Why is this happening? How can I make the output display immediately after processing?

Because, it is not acceptable to detect the object after a 1-2 seconds delay while it is standing in front of the camera.

This is usually not related to OSD, but is usually caused by RTSP camera. You also need to check the timing of nvinfer and the GPU load.

You can use local file to measure latency. Refer to this FAQ

The latency of rtsp camera is usually 1-2s. Lower latency requires smaller I frame intervals and UDP transmission, which requires high network quality, otherwise it will cause packet loss, screen distortion and other problems.

In addition, if you only use gst-play-1.0 to play the rtsp stream, what is the latency?

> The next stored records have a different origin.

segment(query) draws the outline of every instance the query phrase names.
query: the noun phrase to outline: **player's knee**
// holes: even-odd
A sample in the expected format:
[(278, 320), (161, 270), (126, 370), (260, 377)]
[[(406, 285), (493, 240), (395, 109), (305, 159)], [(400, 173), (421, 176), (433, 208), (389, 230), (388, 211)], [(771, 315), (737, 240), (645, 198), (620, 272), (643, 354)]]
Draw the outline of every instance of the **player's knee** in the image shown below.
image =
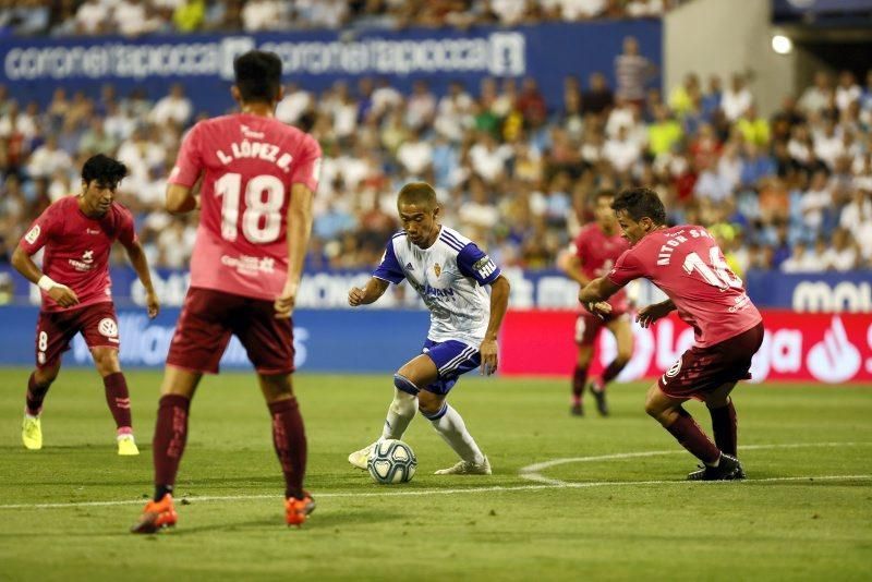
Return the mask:
[(445, 403), (436, 398), (417, 399), (417, 410), (420, 410), (421, 414), (423, 414), (429, 420), (434, 420), (434, 417), (437, 416), (439, 412), (443, 411), (444, 405)]
[(593, 351), (581, 349), (579, 350), (579, 355), (576, 359), (576, 363), (582, 367), (586, 367), (591, 365), (591, 360), (593, 360)]
[(94, 350), (94, 365), (100, 374), (112, 374), (120, 372), (121, 366), (118, 363), (118, 352), (116, 350)]
[(615, 356), (615, 365), (619, 367), (625, 367), (627, 364), (630, 363), (630, 359), (633, 356), (632, 352), (618, 352), (618, 355)]
[(59, 367), (37, 368), (34, 372), (34, 381), (37, 386), (49, 386), (58, 378), (58, 372), (60, 372)]
[(659, 419), (663, 414), (663, 407), (656, 399), (649, 397), (645, 399), (645, 414), (652, 419)]
[(393, 386), (396, 386), (399, 391), (411, 396), (417, 396), (417, 393), (421, 391), (421, 389), (415, 386), (415, 383), (400, 373), (393, 375)]

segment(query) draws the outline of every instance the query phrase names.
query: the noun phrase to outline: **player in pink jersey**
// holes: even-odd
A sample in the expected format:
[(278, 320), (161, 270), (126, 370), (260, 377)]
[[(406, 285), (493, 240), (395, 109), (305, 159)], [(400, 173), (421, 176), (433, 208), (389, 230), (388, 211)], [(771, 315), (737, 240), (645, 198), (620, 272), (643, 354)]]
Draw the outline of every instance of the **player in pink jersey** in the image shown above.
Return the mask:
[(312, 230), (320, 147), (274, 118), (282, 98), (281, 61), (252, 50), (233, 62), (241, 111), (201, 121), (186, 135), (167, 186), (167, 209), (197, 207), (191, 288), (170, 344), (153, 442), (155, 497), (134, 533), (177, 521), (175, 474), (187, 436), (191, 399), (204, 373), (235, 335), (257, 371), (284, 473), (286, 520), (301, 525), (315, 508), (303, 489), (306, 437), (291, 385), (291, 312)]
[[(36, 325), (36, 369), (27, 380), (22, 426), (22, 440), (28, 449), (43, 448), (43, 401), (58, 377), (62, 353), (75, 335), (82, 334), (118, 426), (118, 453), (140, 453), (133, 439), (130, 392), (118, 362), (120, 339), (109, 279), (114, 241), (124, 246), (145, 287), (149, 317), (157, 315), (159, 305), (133, 217), (112, 201), (126, 173), (123, 163), (102, 154), (89, 158), (82, 168), (82, 192), (49, 206), (12, 255), (12, 265), (38, 284), (43, 295)], [(45, 248), (41, 270), (31, 258), (40, 248)]]
[[(666, 210), (649, 189), (622, 192), (611, 204), (632, 247), (606, 277), (579, 293), (594, 314), (607, 315), (605, 302), (625, 284), (644, 277), (668, 299), (640, 310), (647, 327), (673, 310), (694, 331), (694, 344), (647, 392), (645, 412), (656, 419), (704, 466), (691, 481), (744, 478), (736, 458), (736, 409), (730, 392), (750, 378), (751, 359), (763, 343), (763, 318), (729, 269), (714, 238), (702, 227), (667, 227)], [(681, 405), (690, 398), (705, 402), (715, 442)]]
[[(615, 194), (609, 190), (596, 194), (596, 221), (584, 227), (570, 248), (557, 258), (560, 270), (573, 281), (578, 281), (581, 287), (608, 274), (621, 253), (629, 248), (615, 220), (615, 211), (611, 209), (614, 198)], [(633, 355), (633, 332), (630, 328), (627, 291), (621, 289), (609, 298), (608, 303), (611, 305), (611, 312), (607, 316), (597, 317), (582, 311), (576, 324), (576, 343), (579, 352), (572, 374), (570, 412), (577, 416), (584, 415), (582, 395), (588, 379), (588, 366), (593, 360), (594, 343), (600, 331), (607, 328), (615, 336), (618, 347), (615, 360), (588, 386), (596, 399), (596, 410), (601, 415), (608, 415), (606, 386), (620, 374)]]

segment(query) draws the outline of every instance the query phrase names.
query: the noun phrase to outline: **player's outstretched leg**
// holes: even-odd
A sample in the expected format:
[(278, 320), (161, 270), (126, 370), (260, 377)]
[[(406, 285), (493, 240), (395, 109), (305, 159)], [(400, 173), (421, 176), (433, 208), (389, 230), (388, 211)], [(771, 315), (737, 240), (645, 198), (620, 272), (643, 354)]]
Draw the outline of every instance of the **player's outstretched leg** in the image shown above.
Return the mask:
[(306, 433), (296, 398), (269, 402), (272, 445), (284, 475), (284, 518), (288, 525), (302, 525), (315, 510), (312, 495), (303, 489), (306, 472)]
[[(428, 396), (435, 396), (429, 395)], [(451, 450), (453, 450), (458, 457), (460, 457), (460, 461), (450, 466), (448, 469), (440, 469), (436, 471), (436, 475), (489, 475), (491, 474), (491, 461), (487, 460), (487, 457), (482, 452), (479, 448), (479, 445), (475, 442), (475, 439), (472, 438), (469, 431), (467, 431), (467, 424), (463, 422), (463, 419), (458, 414), (458, 412), (451, 408), (447, 402), (444, 402), (440, 398), (433, 398), (434, 403), (441, 402), (441, 407), (436, 409), (436, 412), (432, 412), (432, 408), (429, 410), (425, 410), (422, 407), (421, 413), (429, 420), (433, 424), (433, 427), (439, 433), (439, 436), (443, 437)], [(423, 402), (424, 405), (431, 404), (431, 402)]]
[[(55, 372), (53, 376), (57, 376), (57, 372)], [(53, 376), (51, 379), (53, 379)], [(24, 404), (24, 420), (21, 425), (21, 440), (24, 447), (29, 450), (43, 448), (43, 424), (39, 420), (39, 413), (43, 411), (43, 401), (46, 399), (46, 393), (50, 386), (51, 380), (37, 379), (37, 372), (31, 374), (27, 379), (27, 396)]]
[(592, 379), (588, 385), (588, 389), (596, 400), (596, 412), (598, 412), (601, 416), (608, 416), (609, 413), (608, 402), (606, 400), (606, 386), (620, 374), (620, 371), (627, 366), (628, 361), (629, 360), (625, 360), (621, 356), (616, 357), (606, 366), (603, 373), (600, 374), (600, 377)]
[[(131, 528), (133, 533), (155, 533), (164, 528), (175, 525), (178, 521), (172, 502), (172, 489), (187, 441), (187, 412), (191, 408), (191, 396), (199, 381), (199, 375), (168, 368), (164, 387), (172, 386), (171, 383), (180, 375), (186, 378), (184, 380), (186, 386), (181, 387), (184, 393), (166, 393), (167, 390), (161, 390), (164, 396), (160, 397), (158, 403), (155, 438), (152, 441), (155, 462), (155, 497), (145, 506), (140, 520)], [(168, 380), (168, 378), (170, 379)]]
[(742, 478), (743, 473), (739, 461), (720, 452), (715, 444), (705, 436), (693, 416), (681, 407), (682, 402), (683, 400), (666, 396), (655, 384), (649, 390), (645, 412), (656, 419), (682, 447), (704, 463), (704, 468), (690, 473), (688, 480), (732, 481)]
[(615, 360), (606, 366), (598, 378), (591, 380), (589, 389), (596, 399), (596, 411), (601, 416), (608, 416), (608, 402), (606, 401), (606, 387), (618, 377), (618, 374), (627, 367), (633, 355), (633, 332), (630, 328), (630, 320), (627, 316), (613, 319), (606, 327), (615, 336), (618, 353)]
[[(385, 425), (382, 429), (382, 437), (378, 440), (388, 438), (402, 438), (409, 423), (415, 417), (417, 412), (419, 389), (412, 380), (401, 374), (393, 375), (393, 401), (388, 407), (385, 417)], [(376, 442), (378, 442), (376, 440)], [(373, 452), (375, 442), (367, 445), (361, 450), (356, 450), (348, 456), (348, 462), (358, 469), (366, 470), (366, 460)]]
[(572, 371), (572, 403), (569, 413), (573, 416), (584, 416), (584, 384), (588, 381), (588, 366), (576, 364)]
[(105, 345), (92, 348), (94, 365), (102, 377), (106, 389), (106, 403), (116, 421), (116, 440), (118, 453), (121, 456), (140, 454), (136, 441), (133, 439), (133, 420), (130, 412), (130, 390), (128, 380), (121, 372), (118, 361), (118, 349)]
[(133, 438), (133, 419), (130, 411), (130, 391), (124, 374), (116, 372), (102, 379), (106, 388), (106, 403), (116, 420), (118, 453), (121, 456), (140, 454)]
[(706, 402), (708, 414), (712, 415), (712, 432), (715, 434), (717, 448), (727, 454), (736, 457), (738, 449), (738, 423), (736, 422), (736, 407), (732, 399), (727, 398), (727, 403), (716, 407)]

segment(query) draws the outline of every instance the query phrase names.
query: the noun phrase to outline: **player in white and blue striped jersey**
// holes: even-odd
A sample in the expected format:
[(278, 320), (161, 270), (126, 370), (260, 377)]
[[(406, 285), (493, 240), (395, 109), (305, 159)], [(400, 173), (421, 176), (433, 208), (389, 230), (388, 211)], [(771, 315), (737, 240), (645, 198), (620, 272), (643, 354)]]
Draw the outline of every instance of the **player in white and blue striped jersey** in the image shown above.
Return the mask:
[[(509, 281), (472, 241), (439, 225), (436, 192), (412, 182), (397, 198), (402, 232), (388, 242), (382, 264), (363, 289), (352, 288), (351, 306), (380, 298), (403, 279), (417, 291), (431, 313), (422, 353), (393, 375), (393, 402), (379, 440), (402, 438), (417, 410), (426, 416), (460, 461), (437, 475), (491, 474), (491, 463), (467, 431), (463, 419), (446, 401), (461, 374), (481, 366), (497, 368), (497, 334), (509, 304)], [(491, 287), (488, 294), (485, 286)], [(377, 441), (376, 441), (377, 442)], [(366, 469), (373, 445), (349, 454)]]

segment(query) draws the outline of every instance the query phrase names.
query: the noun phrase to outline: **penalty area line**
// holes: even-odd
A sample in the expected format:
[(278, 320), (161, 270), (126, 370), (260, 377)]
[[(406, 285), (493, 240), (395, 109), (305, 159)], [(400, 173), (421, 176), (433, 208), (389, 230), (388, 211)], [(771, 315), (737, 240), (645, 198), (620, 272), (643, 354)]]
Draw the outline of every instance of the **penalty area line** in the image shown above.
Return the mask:
[[(316, 499), (335, 499), (335, 498), (361, 498), (361, 497), (422, 497), (427, 495), (461, 495), (469, 493), (511, 493), (511, 492), (530, 492), (540, 489), (588, 489), (594, 487), (630, 487), (637, 485), (687, 485), (698, 486), (716, 485), (716, 484), (734, 484), (732, 486), (752, 485), (754, 483), (787, 483), (798, 481), (868, 481), (872, 480), (872, 475), (803, 475), (792, 477), (764, 477), (764, 478), (749, 478), (744, 481), (710, 481), (710, 482), (688, 482), (688, 481), (590, 481), (580, 483), (560, 482), (555, 484), (540, 484), (540, 485), (509, 485), (501, 486), (495, 485), (493, 487), (469, 487), (469, 488), (452, 488), (452, 489), (417, 489), (409, 492), (338, 492), (338, 493), (324, 493), (316, 495)], [(191, 504), (198, 501), (247, 501), (257, 499), (281, 499), (281, 495), (204, 495), (202, 497), (181, 498)], [(126, 499), (120, 501), (71, 501), (68, 504), (12, 504), (0, 505), (0, 509), (70, 509), (78, 507), (112, 507), (112, 506), (135, 506), (141, 505), (144, 499)]]

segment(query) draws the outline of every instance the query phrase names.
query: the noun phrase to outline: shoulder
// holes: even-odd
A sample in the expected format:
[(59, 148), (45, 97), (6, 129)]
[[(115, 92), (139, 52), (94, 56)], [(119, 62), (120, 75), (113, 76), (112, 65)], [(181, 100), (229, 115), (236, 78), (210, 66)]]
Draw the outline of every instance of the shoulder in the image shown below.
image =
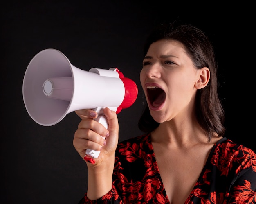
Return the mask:
[(212, 164), (224, 169), (236, 169), (237, 173), (247, 168), (256, 172), (256, 154), (243, 145), (224, 138), (215, 144), (213, 150)]
[(222, 156), (245, 158), (249, 156), (254, 158), (256, 156), (255, 153), (250, 149), (226, 138), (220, 140), (215, 145), (215, 152), (221, 154)]

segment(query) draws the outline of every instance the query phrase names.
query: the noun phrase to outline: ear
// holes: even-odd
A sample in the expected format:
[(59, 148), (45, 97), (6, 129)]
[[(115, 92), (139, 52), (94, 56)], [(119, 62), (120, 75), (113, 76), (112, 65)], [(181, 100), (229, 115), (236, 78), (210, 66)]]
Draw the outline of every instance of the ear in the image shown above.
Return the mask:
[(203, 67), (198, 70), (199, 78), (195, 84), (195, 88), (200, 89), (205, 87), (210, 79), (210, 70), (207, 67)]

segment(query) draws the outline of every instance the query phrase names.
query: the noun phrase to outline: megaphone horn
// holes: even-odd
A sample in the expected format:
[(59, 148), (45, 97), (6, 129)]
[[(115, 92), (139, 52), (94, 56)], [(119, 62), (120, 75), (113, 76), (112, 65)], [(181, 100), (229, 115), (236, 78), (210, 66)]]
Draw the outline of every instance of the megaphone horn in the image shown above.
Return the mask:
[(84, 71), (72, 65), (60, 51), (47, 49), (29, 64), (22, 93), (31, 117), (49, 126), (80, 109), (92, 109), (102, 114), (103, 108), (108, 107), (119, 113), (134, 103), (138, 88), (117, 68)]

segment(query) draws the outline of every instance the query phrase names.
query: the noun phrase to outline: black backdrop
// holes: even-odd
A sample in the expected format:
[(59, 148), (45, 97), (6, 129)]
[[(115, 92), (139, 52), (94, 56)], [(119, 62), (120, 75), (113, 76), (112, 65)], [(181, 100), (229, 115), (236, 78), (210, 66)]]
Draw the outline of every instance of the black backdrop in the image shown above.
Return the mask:
[(252, 5), (107, 2), (1, 3), (1, 203), (75, 204), (86, 191), (86, 164), (72, 145), (78, 117), (72, 112), (46, 127), (26, 110), (22, 84), (34, 56), (54, 48), (81, 69), (116, 67), (135, 81), (137, 100), (118, 114), (123, 140), (141, 133), (137, 124), (145, 102), (139, 81), (143, 44), (163, 19), (179, 18), (209, 36), (220, 69), (227, 136), (256, 150)]

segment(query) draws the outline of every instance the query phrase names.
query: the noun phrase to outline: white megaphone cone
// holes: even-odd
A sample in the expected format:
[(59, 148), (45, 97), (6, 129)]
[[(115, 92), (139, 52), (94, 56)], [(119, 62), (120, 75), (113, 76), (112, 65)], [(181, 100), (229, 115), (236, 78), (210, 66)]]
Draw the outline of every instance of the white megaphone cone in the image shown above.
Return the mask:
[[(71, 112), (92, 109), (103, 114), (108, 107), (119, 113), (132, 105), (138, 89), (117, 68), (92, 68), (89, 72), (73, 66), (60, 51), (47, 49), (29, 63), (23, 79), (24, 104), (31, 118), (49, 126)], [(108, 127), (105, 116), (97, 120)], [(99, 152), (88, 149), (87, 155), (97, 158)]]

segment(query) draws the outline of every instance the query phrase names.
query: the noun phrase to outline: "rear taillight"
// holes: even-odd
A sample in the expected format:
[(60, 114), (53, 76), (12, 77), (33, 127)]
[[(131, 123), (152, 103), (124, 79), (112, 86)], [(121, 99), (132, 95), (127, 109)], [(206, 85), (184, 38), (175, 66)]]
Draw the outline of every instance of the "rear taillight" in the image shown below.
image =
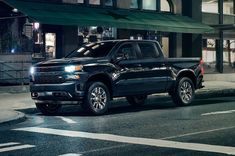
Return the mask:
[(202, 75), (205, 74), (205, 69), (204, 69), (204, 66), (203, 66), (203, 65), (204, 65), (204, 61), (201, 59), (199, 66), (200, 66), (201, 74), (202, 74)]

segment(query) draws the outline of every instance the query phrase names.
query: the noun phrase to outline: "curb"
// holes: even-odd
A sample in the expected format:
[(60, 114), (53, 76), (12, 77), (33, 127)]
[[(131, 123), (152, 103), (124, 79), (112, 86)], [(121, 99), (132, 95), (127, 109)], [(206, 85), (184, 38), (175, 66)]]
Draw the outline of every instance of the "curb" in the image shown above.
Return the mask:
[(9, 119), (6, 119), (4, 121), (0, 121), (0, 125), (11, 125), (11, 124), (16, 124), (16, 123), (19, 123), (19, 122), (23, 122), (26, 120), (26, 115), (22, 112), (19, 112), (19, 111), (13, 111), (15, 113), (17, 113), (16, 116), (13, 116)]
[(223, 90), (204, 90), (196, 92), (197, 99), (207, 99), (213, 97), (229, 97), (235, 96), (235, 89), (223, 89)]

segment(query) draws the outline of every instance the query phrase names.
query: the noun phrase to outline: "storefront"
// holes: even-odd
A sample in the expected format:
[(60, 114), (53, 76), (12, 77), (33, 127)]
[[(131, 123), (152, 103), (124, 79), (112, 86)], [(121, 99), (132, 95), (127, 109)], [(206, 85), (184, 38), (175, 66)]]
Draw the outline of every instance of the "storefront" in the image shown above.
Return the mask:
[[(63, 0), (62, 3), (9, 0), (6, 3), (34, 23), (35, 58), (61, 58), (85, 42), (122, 38), (158, 40), (167, 57), (201, 56), (200, 52), (190, 53), (195, 49), (193, 34), (200, 36), (212, 30), (193, 17), (179, 15), (187, 15), (183, 1), (180, 4), (175, 0)], [(201, 40), (198, 43), (199, 49), (202, 48)]]

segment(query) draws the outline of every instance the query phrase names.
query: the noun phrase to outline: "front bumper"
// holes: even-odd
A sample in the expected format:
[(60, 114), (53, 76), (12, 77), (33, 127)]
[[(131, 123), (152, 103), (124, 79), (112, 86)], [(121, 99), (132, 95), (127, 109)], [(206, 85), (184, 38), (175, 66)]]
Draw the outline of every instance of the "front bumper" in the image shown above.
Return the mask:
[(30, 84), (33, 100), (37, 101), (81, 101), (84, 91), (79, 81), (61, 84)]

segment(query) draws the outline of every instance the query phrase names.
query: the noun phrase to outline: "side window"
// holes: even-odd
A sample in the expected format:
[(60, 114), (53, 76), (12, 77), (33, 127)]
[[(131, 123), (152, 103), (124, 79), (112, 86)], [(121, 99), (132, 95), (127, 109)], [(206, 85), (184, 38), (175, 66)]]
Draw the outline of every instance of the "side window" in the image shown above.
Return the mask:
[(117, 57), (123, 56), (127, 60), (134, 60), (137, 58), (134, 47), (131, 44), (121, 46), (117, 52)]
[(139, 47), (144, 59), (159, 57), (158, 49), (154, 43), (139, 43)]

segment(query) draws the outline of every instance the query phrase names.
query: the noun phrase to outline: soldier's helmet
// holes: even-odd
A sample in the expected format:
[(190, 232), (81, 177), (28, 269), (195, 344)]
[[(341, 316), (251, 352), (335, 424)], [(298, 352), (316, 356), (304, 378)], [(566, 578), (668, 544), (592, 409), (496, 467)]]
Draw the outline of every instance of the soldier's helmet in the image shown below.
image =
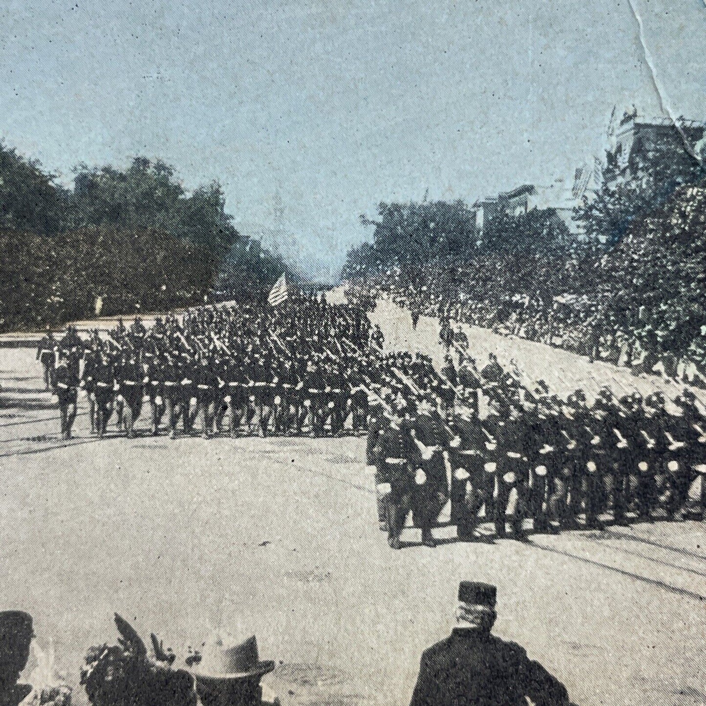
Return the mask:
[(27, 666), (33, 637), (32, 616), (28, 613), (0, 612), (0, 683), (16, 683)]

Try setting the value of the live-source property of nvstreammux to true.

We have discussed too many topics in this topic. Please open a new topic for other questions.

Hi @junshengy,

Before considering the issue with the TensorRT model, I thought to test whether the ONNX model is detecting all the objects correctly or not. For that, I’m trying to load the ONNX model and perform the detections. However, I encountered the following issue:

atmecs@atmecs-desktop:~/Documents/ppe_detection/Code$ python3 onnx_model_graph.py 
2025-04-10 18:12:54.732012726 [E:onnxruntime:Default, env.cc:234 ThreadMain] pthread_setaffinity_np failed for thread: 9703, index: 0, mask: {4, }, error code: 22 error msg: Invalid argument. Specify the number of threads explicitly so the affinity is not set.
2025-04-10 18:12:54.982097706 [W:onnxruntime:, graph.cc:109 MergeShapeInfo] Error merging shape info for output. 'trans_out' source:{1,8400,16} target:{1,8400,84}. Falling back to lenient merge.
/opt/rh/gcc-toolset-12/root/usr/include/c++/12/bits/stl_vector.h:1123: std::vector<_Tp, _Alloc>::reference std::vector<_Tp, _Alloc>::operator[](size_type) [with _Tp = unsigned int; _Alloc = std::allocator<unsigned int>; reference = unsigned int&; size_type = long unsigned int]: Assertion '__n < this->size()' failed.
Aborted (core dumped)

Issue Overview:

  • The ONNX model produces 16 channels, but the original model expects 84. This discrepancy occurred because of the transpose I applied to the output layer.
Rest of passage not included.